Did you ever get verification from PSS on your
theory.
I would back your theory. I've seen similar and had the
same theory. It can also be a pain if FRS is broken on one or two DCs. As you
will ping-pong forever until FRS is fixed. I have always thought having domain
policy that replicates both through FRS and AD replication is rather
unintelligent. If they wanted it to replicate through FRS, they should have made
the attributes non-replicating in AD. Of course then you have the ability to
make a DC have a different policy than the rest of the DCs by purposely breaking
FRS... So maybe these shouldn't be replicated in FRS...
joe
From: [EMAIL PROTECTED] [mailto:[EMAIL PROTECTED] On Behalf Of Fugleberg, David A
Sent: Wednesday, October 13, 2004 12:00 PM
To: [EMAIL PROTECTED]
Subject: RE: [ActiveDir] Replication - urgent triggers confirmation
That's
all correct, with one addition: if an account is locked out at a DC other than
the PDCE, it uses 'immediate replication' to tell the PDCE about it. This
does not wait for any schedule; it just happens. There's a webcast
transcript out there that details the various kinds of replication wrt password
changes, lockouts, etc: http://support.microsoft.com/?scid=http%3a%2f%2fsupport.microsoft.com%2fservicedesks%2fwebcasts%2fen%2fwc022703%2fwct022703.asp
Regarding 'side effects', I believe youre talking about Site Link
Notification. If Notification is enabled on a site link, notifications of
changes are sent over that site link after the holdback period (5 min on Win2K,
15 sec on W2K3), just like they're sent to intrasite replication partners.

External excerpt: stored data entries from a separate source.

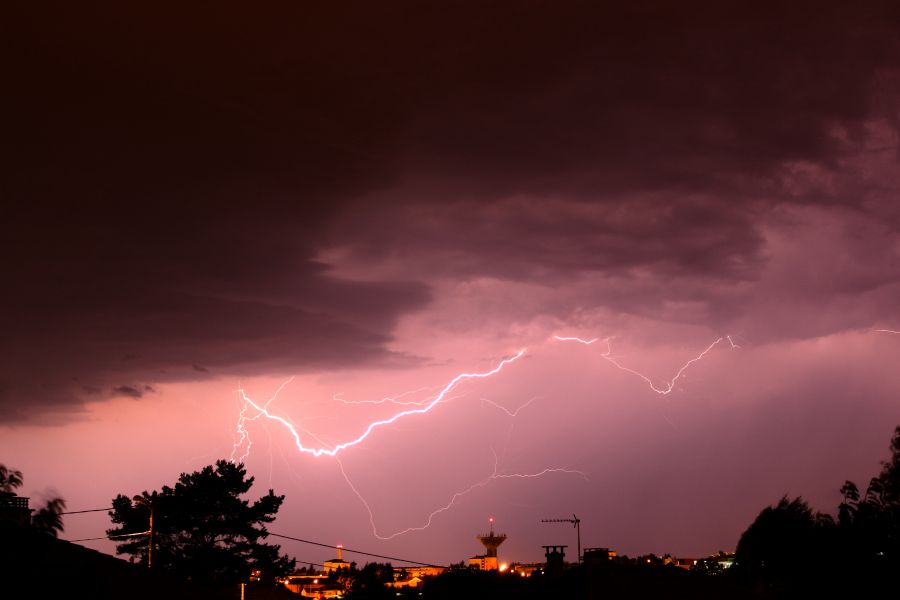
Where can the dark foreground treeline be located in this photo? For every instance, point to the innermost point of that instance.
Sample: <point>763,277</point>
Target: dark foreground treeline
<point>789,551</point>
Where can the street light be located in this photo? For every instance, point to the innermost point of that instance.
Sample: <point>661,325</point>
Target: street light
<point>148,502</point>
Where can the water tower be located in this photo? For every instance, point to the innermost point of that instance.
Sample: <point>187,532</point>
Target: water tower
<point>491,542</point>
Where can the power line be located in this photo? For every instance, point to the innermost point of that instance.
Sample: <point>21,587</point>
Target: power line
<point>78,512</point>
<point>414,562</point>
<point>278,535</point>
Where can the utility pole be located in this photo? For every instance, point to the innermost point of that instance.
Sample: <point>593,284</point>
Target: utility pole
<point>576,522</point>
<point>141,500</point>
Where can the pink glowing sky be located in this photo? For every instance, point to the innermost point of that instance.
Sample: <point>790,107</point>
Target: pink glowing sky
<point>376,200</point>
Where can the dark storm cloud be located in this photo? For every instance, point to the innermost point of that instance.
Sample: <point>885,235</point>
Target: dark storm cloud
<point>127,390</point>
<point>174,174</point>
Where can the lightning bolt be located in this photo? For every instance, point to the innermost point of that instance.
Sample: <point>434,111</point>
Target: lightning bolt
<point>506,410</point>
<point>392,399</point>
<point>663,391</point>
<point>494,476</point>
<point>254,411</point>
<point>262,410</point>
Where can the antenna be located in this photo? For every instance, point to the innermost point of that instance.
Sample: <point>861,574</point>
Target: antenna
<point>576,522</point>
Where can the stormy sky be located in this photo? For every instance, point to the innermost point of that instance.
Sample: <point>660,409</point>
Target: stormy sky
<point>375,197</point>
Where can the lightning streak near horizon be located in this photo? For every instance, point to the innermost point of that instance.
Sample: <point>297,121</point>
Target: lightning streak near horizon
<point>495,475</point>
<point>665,390</point>
<point>243,442</point>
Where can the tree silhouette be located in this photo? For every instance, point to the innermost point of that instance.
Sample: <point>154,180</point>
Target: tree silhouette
<point>10,480</point>
<point>49,518</point>
<point>202,529</point>
<point>784,540</point>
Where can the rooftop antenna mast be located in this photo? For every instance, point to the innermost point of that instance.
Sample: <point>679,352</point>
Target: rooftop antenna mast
<point>576,522</point>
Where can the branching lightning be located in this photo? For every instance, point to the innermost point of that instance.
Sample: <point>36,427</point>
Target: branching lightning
<point>511,413</point>
<point>670,385</point>
<point>262,410</point>
<point>254,411</point>
<point>495,475</point>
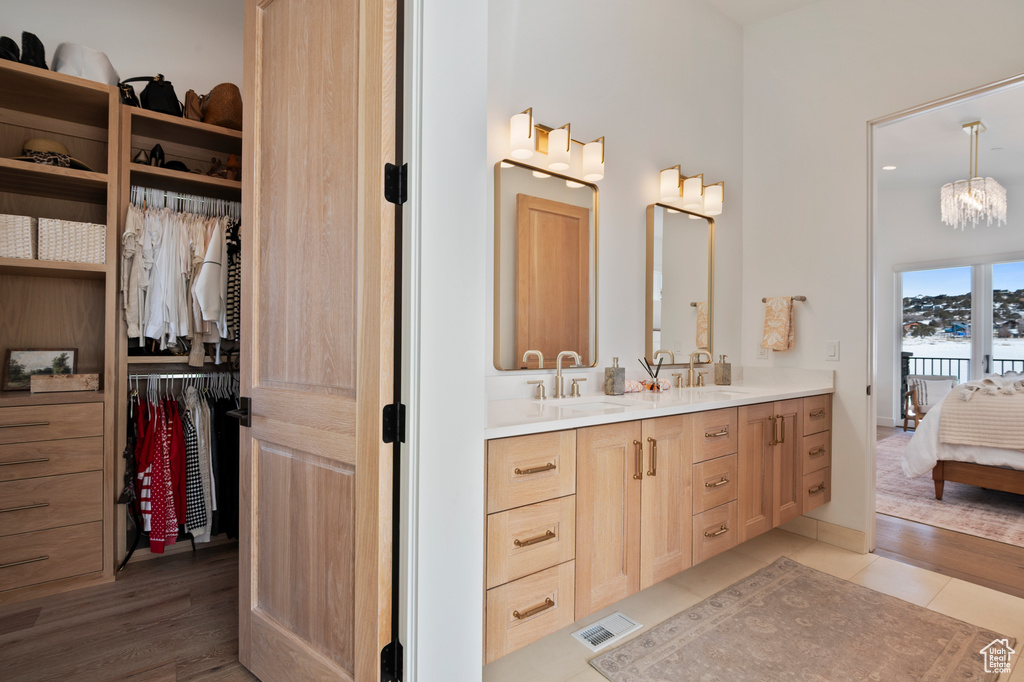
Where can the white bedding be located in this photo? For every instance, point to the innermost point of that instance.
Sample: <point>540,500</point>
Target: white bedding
<point>925,450</point>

That definitely speeds up replication, but you lose any benefit of scheduled
replication. This may or may not be a big deal for you - depends on your
available WAN bandwidth, change activity, etc.
We had
a situation that forced us into enabling notification on our site links (single
forest/single domain, hub/spoke topology) soon after we began deploying
AD. It's a long story. Anyhow, we left it that way because we have
no problems with it, and any changes to directory objects replicate everywhere
very quickly. We've had it that way over three years now.
Interestingly, we had MS come in and do a 'AD Health Check' this summer, and
before they even looked at anything they said "we can speed up your AD
replication convergence from hours to minutes!" When I asked what they had in
mind, they started telling me about notification. I told them we'd already
been that way for 3 years, and they looked kind of disappointed - apparently
that revelation has been a big Wow for many other accounts they've
visited. They have a tool that measures convergence time of AD changes to
all DCs, and they like to show people how it goes from hours to minutes after
they do their magic.
Anyhow, through all that we did learn of one negative side effect.

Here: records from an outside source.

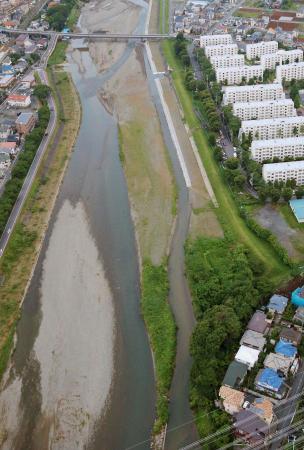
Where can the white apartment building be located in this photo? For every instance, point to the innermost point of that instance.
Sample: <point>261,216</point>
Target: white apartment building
<point>282,127</point>
<point>290,71</point>
<point>215,39</point>
<point>254,51</point>
<point>257,92</point>
<point>227,61</point>
<point>270,60</point>
<point>235,75</point>
<point>293,170</point>
<point>264,110</point>
<point>221,50</point>
<point>277,148</point>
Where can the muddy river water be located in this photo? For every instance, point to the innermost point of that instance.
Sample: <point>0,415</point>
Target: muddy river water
<point>82,373</point>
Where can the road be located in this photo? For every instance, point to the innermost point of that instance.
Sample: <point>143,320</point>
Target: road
<point>38,157</point>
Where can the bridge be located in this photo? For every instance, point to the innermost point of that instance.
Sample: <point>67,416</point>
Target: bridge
<point>102,36</point>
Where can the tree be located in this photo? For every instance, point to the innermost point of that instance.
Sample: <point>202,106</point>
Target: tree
<point>287,194</point>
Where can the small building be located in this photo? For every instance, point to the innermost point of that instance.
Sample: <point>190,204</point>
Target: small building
<point>285,349</point>
<point>235,374</point>
<point>247,355</point>
<point>250,427</point>
<point>25,122</point>
<point>297,207</point>
<point>277,304</point>
<point>232,399</point>
<point>263,408</point>
<point>291,335</point>
<point>297,297</point>
<point>279,363</point>
<point>258,323</point>
<point>253,339</point>
<point>269,380</point>
<point>19,100</point>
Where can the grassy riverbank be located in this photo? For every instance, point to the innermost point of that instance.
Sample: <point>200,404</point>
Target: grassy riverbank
<point>21,254</point>
<point>162,333</point>
<point>227,212</point>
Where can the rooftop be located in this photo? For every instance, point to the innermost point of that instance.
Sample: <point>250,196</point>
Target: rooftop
<point>278,167</point>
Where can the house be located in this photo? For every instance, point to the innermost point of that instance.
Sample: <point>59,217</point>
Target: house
<point>278,362</point>
<point>253,339</point>
<point>235,374</point>
<point>232,399</point>
<point>250,427</point>
<point>285,349</point>
<point>277,304</point>
<point>291,335</point>
<point>247,355</point>
<point>270,381</point>
<point>8,147</point>
<point>19,100</point>
<point>263,408</point>
<point>25,122</point>
<point>258,323</point>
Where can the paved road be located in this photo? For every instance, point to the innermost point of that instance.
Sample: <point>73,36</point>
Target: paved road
<point>38,157</point>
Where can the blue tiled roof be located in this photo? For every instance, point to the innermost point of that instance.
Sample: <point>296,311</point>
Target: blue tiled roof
<point>285,348</point>
<point>269,379</point>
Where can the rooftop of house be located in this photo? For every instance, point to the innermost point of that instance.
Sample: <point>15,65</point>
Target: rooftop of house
<point>232,396</point>
<point>253,339</point>
<point>286,349</point>
<point>235,374</point>
<point>278,303</point>
<point>291,335</point>
<point>258,322</point>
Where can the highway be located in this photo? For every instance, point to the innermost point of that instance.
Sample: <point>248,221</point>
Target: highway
<point>38,157</point>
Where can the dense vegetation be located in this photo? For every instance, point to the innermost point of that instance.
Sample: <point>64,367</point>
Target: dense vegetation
<point>161,329</point>
<point>19,172</point>
<point>227,284</point>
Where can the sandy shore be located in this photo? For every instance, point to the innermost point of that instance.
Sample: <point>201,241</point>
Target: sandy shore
<point>76,328</point>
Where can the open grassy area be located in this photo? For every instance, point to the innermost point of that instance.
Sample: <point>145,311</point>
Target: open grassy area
<point>22,251</point>
<point>162,333</point>
<point>227,212</point>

We had left the Site Link Interval at the default 180 minutes on all site links,
figuring that it was moot with notification enabled. As it turns out, FRS
still obeys that interval, so changes to the SYSVOL can still take hours to get
everywhere. This was no big deal until we modified something in the
Account Policies of the Default Domain Controllers Policy. Some of the
settings there (Max Password Age for example) set values for attributes on the
Domain object. When we changed this, we saw that value 'ping-pong' between
the old and new values on many DCs for hours. I theorized what was
happening was that the new value on the domain object replicated to all DCs
quickly (due to notification), but many DCs had the old value in their copy of
the Default Domain Controllers Policy GPT in the sysvol. When they
reapplied their security policy, the value was set back, triggering another
attribute value replication. Eventually, once the sysvol on all DCs was up
to date, the 'ping-ponging' damped out and all DCs had the correct
value.
We're
still working with PSS to validate this. I can tell you, though, that I
was able to reproduce it at will, until I set the replication interval on all
site links down to the minimum (15 min). After that, I can no longer make
it 'ping-pong'.
If anyone else on the list has similar experiences, or can tell me
that I'm all wrong (and why), I'd love to hear about it.
Dave
-----Original Message-----
From: [EMAIL PROTECTED] [mailto:[EMAIL PROTECTED] On Behalf Of PAUL MAYES
Sent: Wednesday, October 13, 2004 4:24 AM
To: [EMAIL PROTECTED]
Subject: [ActiveDir] Replication - urgent triggers confirmationI keep wading through lots of news group posts that keep citing the same 2 MS KB articles. I need a bit of confirmation....# Account lockout is an urgent rep trigger, but this only means intra-site.# For inter-site the lockout reps as per the schedule.# To get lockout to rep urgently inter-site you need to make some changes to the site link, however this has side effects. (Everything gets replicated when changes rather than per schedule?).So if I lock my account out on a default site link set up it's going to take up to 3 hours to hit the other site. (Assuming everything is configured with out of the box schedules.).I'm guessing that there's no way to make lockouts rep inter-site as urgent without any side effects. (If someone could fill me in on the side effects that'd be great as my eyes are starting to represent the google logo.).Thanks,Paul.